Why did they do this?

To lift working people out of poverty, and to remove the disincentives to work believed to have been inculcated by welfare. The tax credit system made it more attractive for people depending on benefits to work, and gave those in low-paid jobs a helping hand.

Did it work?

Yes. Tax credits’ biggest achievement was lifting a record number of children out of poverty since the war. The proportion of children living below the poverty line fell from 35 per cent in 1998/9 to 19 per cent in 2012/13.

So what’s the problem?

Well, it’s a bit of a weird system in that it lets companies pay wages that are too low to live on without the state supplementing them. Many also criticise tax credits for allowing the minimum wage – also brought in by New Labour – to stagnate (ie. not keep up with the rate of inflation). David Cameron has called the system of taxing low earners and then handing them some money back via tax credits a “ridiculous merry-go-round”.

Then it’s a good thing to scrap them?

It would be fine if all those low earners and families struggling to get by would be given support in place of tax credits – a living wage, for example.

And that’s why the Tories are introducing a living wage...

That’s what they call it. But it’s not. The Chancellor announced in his most recent Budget a new minimum wage of £7.20 an hour for over-25s, rising to £9 by 2020. He called this the “national living wage” – it’s not, because the current living wage (which is calculated by the Living Wage Foundation, and currently non-compulsory) is already £9.15 in London and £7.85 in the rest of the country.

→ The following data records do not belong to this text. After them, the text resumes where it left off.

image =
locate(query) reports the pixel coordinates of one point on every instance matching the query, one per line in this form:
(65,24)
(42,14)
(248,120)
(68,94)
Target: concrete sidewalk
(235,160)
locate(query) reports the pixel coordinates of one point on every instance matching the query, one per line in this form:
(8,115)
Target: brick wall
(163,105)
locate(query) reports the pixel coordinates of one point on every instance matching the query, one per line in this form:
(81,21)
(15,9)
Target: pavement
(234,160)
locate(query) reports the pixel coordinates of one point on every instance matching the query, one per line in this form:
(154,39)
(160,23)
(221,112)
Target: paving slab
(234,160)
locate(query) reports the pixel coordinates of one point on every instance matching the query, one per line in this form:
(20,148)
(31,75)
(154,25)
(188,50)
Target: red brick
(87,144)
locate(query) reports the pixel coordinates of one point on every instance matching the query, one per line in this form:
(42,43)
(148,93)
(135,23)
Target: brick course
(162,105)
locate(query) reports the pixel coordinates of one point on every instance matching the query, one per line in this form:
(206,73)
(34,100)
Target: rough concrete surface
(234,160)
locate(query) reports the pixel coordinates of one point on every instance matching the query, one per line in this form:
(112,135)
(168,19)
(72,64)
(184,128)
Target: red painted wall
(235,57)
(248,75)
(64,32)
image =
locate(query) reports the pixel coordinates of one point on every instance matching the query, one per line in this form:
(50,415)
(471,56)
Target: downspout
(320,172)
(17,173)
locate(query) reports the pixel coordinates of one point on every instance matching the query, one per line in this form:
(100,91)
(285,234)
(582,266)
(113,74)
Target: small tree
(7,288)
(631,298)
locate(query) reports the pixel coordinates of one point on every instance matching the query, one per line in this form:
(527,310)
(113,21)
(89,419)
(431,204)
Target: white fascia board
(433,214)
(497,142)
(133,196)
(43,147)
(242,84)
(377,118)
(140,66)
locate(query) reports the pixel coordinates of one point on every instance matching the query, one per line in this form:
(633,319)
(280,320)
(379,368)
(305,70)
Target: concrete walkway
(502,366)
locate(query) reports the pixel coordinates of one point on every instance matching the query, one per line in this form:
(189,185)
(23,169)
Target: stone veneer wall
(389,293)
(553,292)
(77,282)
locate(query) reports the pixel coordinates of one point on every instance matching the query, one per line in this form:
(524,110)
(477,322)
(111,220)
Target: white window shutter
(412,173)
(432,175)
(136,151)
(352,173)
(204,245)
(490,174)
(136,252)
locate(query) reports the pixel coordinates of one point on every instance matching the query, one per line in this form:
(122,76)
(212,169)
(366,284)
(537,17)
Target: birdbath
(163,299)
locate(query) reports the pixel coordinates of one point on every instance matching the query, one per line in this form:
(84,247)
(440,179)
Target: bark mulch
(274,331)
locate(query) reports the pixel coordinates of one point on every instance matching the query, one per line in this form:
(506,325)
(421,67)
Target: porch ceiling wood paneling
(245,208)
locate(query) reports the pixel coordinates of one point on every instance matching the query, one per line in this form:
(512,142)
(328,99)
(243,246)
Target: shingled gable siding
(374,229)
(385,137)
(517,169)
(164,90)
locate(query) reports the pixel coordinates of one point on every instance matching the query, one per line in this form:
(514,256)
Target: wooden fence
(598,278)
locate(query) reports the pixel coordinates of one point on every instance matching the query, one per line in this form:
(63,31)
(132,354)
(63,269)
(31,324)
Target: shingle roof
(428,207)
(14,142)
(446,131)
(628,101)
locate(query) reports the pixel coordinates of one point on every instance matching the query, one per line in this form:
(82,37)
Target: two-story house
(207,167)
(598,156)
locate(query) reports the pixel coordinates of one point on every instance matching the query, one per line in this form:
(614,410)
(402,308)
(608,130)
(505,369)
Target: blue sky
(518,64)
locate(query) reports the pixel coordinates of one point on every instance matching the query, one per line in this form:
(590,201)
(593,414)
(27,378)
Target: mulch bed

Will people be better off?

No. Quite the reverse. The IFS has said this slightly higher national minimum wage will not compensate working families who will be subjected to tax credit cuts; it is arithmetically impossible. The IFS director, Paul Johnson, commented: “Unequivocally, tax credit recipients in work will be made worse off by the measures in the Budget on average.” It has been calculated that 3.2m low-paid workers will have their pay packets cut by an average of £1,350 a year.

Could the government change its policy to avoid this?

The Prime Minister and his frontbenchers have been pretty stubborn about pushing on with the plan. In spite of criticism from all angles – the IFS, campaigners, Labour, The Sun – Cameron has ruled out a review of the policy in the Autumn Statement, which is on 25 November. But there is an alternative. The chair of parliament’s Work & Pensions Select Committee and Labour MP Frank Field has proposed what he calls a “cost neutral” tweak to the tax credit cuts.

How would this alternative work?

Currently, if your income is less than £6,420, you will receive the maximum amount of tax credits. That threshold is called the gross income threshold. Field wants to introduce a second gross income threshold of £13,100 (what you earn if you work 35 hours a week on minimum wage). Those earning a salary between those two thresholds would have their tax credits reduced at a slower rate on whatever they earn above £6,420 up to £13,100. The percentage of what you earn above the basic threshold that is deducted from your tax credits is called the taper rate, and it is currently at 41 per cent. In contrast to this plan, the Tories want to halve the income threshold to £3,850 a year and increase the taper rate to 48 per cent once you hit that threshold, which basically means you lose more tax credits, faster, the more you earn.

When will the tax credit cuts come in?

They will be imposed from April next year, barring a u-turn.

Anoosh Chakelian is deputy web editor at the New Statesman.